Developed by NV Industriebank LIOF, the Chamber of Commerce and the Province of Limburg, the LimburgMakers programme is aimed at permanently strengthening the Limburg manufacturing industry’s competitive capacity. Among its four pillars is an Innovation-Assistance programme keyed to “Creating value through new and improved services,”which is run by the Maastricht University (UM) School of Business and Economics (SBE).
The programme helps product-oriented companies like these make the transition to expanded services via a two-pronged approach. To begin with, it uses Value-Based Marketing projects in which SBE master’s students design tailored strategic business solutions. The second component is the Bootcamp, comprising five sessions in which participants are coached on new knowledge and insights.

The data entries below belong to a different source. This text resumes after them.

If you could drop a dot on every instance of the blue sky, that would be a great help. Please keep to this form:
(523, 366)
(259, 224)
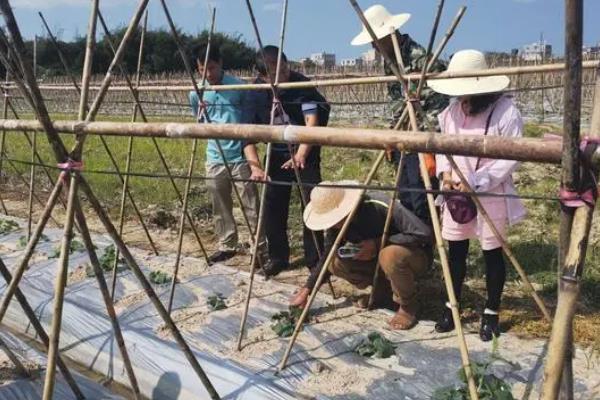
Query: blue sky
(329, 25)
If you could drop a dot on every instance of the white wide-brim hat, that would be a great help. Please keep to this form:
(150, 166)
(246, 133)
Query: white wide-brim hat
(469, 60)
(329, 205)
(382, 22)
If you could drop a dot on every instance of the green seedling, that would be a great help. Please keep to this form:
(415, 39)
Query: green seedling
(376, 345)
(7, 226)
(159, 277)
(76, 246)
(284, 322)
(216, 302)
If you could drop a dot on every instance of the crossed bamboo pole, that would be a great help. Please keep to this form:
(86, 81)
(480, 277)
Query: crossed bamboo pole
(139, 108)
(188, 182)
(519, 70)
(129, 145)
(575, 222)
(41, 332)
(61, 155)
(397, 70)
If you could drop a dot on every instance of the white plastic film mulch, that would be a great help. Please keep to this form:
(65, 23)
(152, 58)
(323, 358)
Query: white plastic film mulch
(323, 363)
(32, 387)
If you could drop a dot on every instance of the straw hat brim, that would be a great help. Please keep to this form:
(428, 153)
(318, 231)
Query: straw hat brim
(322, 221)
(395, 22)
(469, 86)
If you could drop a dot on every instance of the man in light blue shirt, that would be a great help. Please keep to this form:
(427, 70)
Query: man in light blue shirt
(227, 107)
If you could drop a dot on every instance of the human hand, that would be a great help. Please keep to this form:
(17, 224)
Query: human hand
(368, 250)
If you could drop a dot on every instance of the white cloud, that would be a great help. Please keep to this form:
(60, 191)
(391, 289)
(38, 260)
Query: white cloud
(47, 4)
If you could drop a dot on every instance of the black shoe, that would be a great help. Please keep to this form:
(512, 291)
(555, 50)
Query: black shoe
(221, 256)
(272, 268)
(445, 323)
(489, 327)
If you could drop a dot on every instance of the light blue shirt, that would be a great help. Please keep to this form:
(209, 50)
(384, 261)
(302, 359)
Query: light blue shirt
(223, 107)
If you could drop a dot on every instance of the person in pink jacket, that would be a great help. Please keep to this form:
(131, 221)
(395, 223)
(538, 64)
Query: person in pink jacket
(478, 107)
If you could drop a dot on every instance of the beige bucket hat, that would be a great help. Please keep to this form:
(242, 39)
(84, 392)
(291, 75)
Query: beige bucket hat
(469, 60)
(382, 23)
(330, 205)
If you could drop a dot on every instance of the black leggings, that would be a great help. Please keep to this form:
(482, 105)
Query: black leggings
(495, 271)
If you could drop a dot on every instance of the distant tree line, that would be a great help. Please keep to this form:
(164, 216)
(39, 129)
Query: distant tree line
(160, 53)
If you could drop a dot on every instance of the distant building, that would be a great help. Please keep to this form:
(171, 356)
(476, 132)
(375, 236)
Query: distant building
(323, 59)
(352, 62)
(536, 51)
(371, 57)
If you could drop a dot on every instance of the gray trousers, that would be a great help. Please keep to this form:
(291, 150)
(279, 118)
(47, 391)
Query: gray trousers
(222, 201)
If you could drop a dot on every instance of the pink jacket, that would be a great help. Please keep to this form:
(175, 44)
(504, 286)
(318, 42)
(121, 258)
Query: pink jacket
(492, 175)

Founded in 1949, Van Aarsen is a global operator in the development, production and supply of cattle-fodder production systems. Thermoflor began as a manufacturer of greenhouses, but has since moved into the international luxury segment with a focus on the creation of comfortable living environments.
“To help us achieve this, we’re setting up a dedicated Technical Customer Services Department,” explains Leo van Kan, Technical Customer Service manager at Van Aarsen.

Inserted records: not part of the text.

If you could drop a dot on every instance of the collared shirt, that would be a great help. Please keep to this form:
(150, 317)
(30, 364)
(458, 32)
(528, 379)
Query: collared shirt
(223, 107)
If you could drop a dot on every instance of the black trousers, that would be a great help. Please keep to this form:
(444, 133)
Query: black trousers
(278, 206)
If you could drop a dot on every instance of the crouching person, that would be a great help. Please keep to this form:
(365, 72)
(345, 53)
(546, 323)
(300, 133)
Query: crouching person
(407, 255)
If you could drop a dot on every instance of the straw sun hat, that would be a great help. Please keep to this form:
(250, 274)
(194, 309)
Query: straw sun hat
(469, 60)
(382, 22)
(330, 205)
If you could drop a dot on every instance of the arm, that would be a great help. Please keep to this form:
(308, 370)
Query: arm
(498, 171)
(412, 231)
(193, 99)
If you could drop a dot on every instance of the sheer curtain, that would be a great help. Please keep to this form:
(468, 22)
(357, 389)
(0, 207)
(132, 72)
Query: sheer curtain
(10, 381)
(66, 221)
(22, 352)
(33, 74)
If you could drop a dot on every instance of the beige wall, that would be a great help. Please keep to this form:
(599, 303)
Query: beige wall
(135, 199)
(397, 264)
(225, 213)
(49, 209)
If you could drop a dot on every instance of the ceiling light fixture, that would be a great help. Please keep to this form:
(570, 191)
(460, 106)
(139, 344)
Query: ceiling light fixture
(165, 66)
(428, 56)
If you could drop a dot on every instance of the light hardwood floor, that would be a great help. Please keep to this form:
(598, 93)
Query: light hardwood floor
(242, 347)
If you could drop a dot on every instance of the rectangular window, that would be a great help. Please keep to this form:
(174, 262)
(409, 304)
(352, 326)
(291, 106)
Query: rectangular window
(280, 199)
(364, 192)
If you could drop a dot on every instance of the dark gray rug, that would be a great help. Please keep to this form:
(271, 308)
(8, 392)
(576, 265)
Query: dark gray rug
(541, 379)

“We’ve already been taking master classes through the LIOF, and that’s how we learned about LimburgMakers. The programme provides precisely what our company needs to evolve.”

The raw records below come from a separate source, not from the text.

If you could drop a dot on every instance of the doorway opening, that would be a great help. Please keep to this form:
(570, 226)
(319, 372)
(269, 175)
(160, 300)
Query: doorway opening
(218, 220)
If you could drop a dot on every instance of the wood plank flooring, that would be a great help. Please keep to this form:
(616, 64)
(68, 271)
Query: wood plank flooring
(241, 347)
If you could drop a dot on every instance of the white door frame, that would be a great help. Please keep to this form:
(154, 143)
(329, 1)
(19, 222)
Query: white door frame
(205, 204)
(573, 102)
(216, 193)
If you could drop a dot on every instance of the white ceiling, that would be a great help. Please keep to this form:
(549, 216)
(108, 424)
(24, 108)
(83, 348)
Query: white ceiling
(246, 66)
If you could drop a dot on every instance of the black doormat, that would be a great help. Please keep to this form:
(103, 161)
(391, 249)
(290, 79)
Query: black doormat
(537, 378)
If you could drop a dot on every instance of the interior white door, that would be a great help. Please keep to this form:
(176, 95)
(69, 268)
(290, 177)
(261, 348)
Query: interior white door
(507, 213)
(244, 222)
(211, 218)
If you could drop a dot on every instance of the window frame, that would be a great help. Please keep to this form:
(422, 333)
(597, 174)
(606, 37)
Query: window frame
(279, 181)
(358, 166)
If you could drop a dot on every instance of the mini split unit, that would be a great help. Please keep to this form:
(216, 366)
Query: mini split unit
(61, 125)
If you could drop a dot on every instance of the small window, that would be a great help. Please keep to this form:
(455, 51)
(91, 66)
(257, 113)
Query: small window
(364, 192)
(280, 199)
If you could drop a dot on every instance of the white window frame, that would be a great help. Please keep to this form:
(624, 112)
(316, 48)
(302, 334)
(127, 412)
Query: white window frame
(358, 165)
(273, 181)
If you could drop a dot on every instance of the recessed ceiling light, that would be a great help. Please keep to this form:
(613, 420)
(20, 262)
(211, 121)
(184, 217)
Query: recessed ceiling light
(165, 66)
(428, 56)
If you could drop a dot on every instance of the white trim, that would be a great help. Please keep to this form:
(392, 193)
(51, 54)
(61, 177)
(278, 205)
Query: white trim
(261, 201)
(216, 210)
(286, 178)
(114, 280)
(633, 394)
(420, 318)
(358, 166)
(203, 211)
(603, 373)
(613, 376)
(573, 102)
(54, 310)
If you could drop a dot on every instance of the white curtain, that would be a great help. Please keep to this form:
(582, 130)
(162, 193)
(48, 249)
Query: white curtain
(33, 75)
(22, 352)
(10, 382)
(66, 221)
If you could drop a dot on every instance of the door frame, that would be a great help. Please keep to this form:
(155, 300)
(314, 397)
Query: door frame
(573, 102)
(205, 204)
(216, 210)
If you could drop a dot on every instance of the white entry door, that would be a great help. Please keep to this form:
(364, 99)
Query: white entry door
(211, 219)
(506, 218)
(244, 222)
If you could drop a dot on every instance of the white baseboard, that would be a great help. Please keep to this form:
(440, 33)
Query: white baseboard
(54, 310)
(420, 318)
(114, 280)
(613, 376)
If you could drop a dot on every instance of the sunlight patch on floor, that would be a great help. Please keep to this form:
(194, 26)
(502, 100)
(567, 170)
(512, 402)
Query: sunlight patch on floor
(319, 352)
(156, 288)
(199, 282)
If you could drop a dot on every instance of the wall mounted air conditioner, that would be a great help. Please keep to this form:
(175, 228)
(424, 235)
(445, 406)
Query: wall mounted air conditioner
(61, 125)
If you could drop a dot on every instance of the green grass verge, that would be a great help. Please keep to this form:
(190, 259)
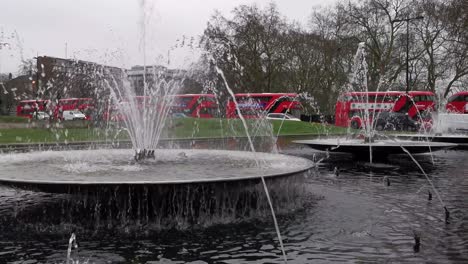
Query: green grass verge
(13, 119)
(176, 128)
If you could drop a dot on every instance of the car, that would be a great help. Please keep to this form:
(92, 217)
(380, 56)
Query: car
(395, 121)
(41, 115)
(73, 115)
(280, 116)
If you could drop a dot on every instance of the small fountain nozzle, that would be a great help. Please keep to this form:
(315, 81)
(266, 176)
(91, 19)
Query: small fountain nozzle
(447, 215)
(417, 242)
(144, 154)
(336, 171)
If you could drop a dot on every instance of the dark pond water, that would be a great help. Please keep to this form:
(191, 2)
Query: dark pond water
(353, 218)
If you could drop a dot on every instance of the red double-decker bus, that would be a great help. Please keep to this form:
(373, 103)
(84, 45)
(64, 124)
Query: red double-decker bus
(195, 105)
(255, 105)
(187, 105)
(26, 108)
(350, 107)
(84, 105)
(458, 103)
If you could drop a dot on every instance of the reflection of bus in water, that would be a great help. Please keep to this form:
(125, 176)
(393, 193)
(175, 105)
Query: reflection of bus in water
(188, 105)
(27, 108)
(84, 105)
(350, 107)
(458, 103)
(255, 105)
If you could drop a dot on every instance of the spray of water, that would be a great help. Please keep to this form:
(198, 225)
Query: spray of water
(220, 72)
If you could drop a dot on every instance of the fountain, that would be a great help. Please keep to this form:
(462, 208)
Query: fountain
(368, 143)
(445, 128)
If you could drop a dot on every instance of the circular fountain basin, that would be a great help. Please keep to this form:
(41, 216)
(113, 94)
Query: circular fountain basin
(379, 147)
(64, 171)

The shift from an inside-out to an outside-in approach calls for a complete turnaround in the organisational cultures of both firms. “We began sending out feelers to diverse external parties right from the start,” says Paul Salden, CFO of Thermoflor.
“For example, to get an idea of the market, we asked architects about what sorts of possibilities they see for our products.” Van Aarsen has already developed a number of concepts to effect their transition into a service-oriented company.
“We presented them to the students as out-of-the-box ideas for which they could then formulate strategic solutions. And we’ve also asked them to create a classification system for our customers; for us as a global player, we deal with very different sets of customers.
That’s partly to do with culture, of course, but also language barriers, payment traffic and so forth, which calls for a different approach each time.”
Putting knowledge to practice
During the intensive knowledge sessions (a.k.a., Bootcamps) at UM, the companies learn how to anchor their approach in facts and arguments. “Precisely because we’re already midway into the innovation process, we can put these methods and knowledge straight into practice,” explains Paul Salden. “I’ve also noticed that in the international setting of the university, there’s automatically a broader perspective.” Leo van Kan nods his agreement: “And of course it’s very inspirational to connect with other players from the Limburg manufacturing sector; we can all relate to each other. Brainstorming together with such a wide spectrum of companies accelerates the innovation process and galvanises ideas and plans.”